- Identified risk factors for Alzheimer’s disease (AD) progression suggest interactions among genetic and hormonal factors, cognitive reserve, and cerebral perfusion affecting mechanisms of neurodegeneration.
- This 44-month cohort study enrolled 214 consecutive outpatients with late-onset AD (146 women).
- Clinical Dementia Rating (CDR) and Mini-Mental State Examination (MMSE) measured cognitive and functional decline.
- Investigators were blinded to APOE status (52.8% APOE4+ carriers).
- Mean age of AD onset was 73.4±6.5, negatively correlated with time to CDR >1.0 (P<.001), MMSE=20 (P<.001), and MMSE=15 (P=.003), more significantly for women and APOE4+ carriers.

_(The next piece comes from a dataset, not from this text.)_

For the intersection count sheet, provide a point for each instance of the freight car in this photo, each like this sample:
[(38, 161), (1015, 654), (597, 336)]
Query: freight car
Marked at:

- Mean schooling was 4.18±3.7 years, correlated with time to MMSE=20 and MMSE=15 for women and APOE4+ carriers.
- For men only, body mass index correlated with time to MMSE=20 (P=.006).

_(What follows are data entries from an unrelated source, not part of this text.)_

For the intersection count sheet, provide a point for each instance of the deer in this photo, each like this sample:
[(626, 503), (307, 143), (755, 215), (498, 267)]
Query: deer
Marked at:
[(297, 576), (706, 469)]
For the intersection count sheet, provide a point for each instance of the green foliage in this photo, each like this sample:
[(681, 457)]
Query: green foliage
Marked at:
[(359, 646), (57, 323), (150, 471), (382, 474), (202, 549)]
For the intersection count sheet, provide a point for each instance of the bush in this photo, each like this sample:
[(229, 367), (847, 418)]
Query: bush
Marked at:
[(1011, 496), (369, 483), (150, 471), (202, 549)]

- For APOE4+ carriers only, 10-year coronary heart disease Framingham risk score correlated with time to MMSE=20 (P=.015).
- Findings may not apply to non-Brazilian populations or to those with higher educational level.
Why this matters
- AD risk factors may interact to affect disease progression, ultimately facilitating development of algorithms to determine an individual’s risk for progression and to suggest interventions to delay progression.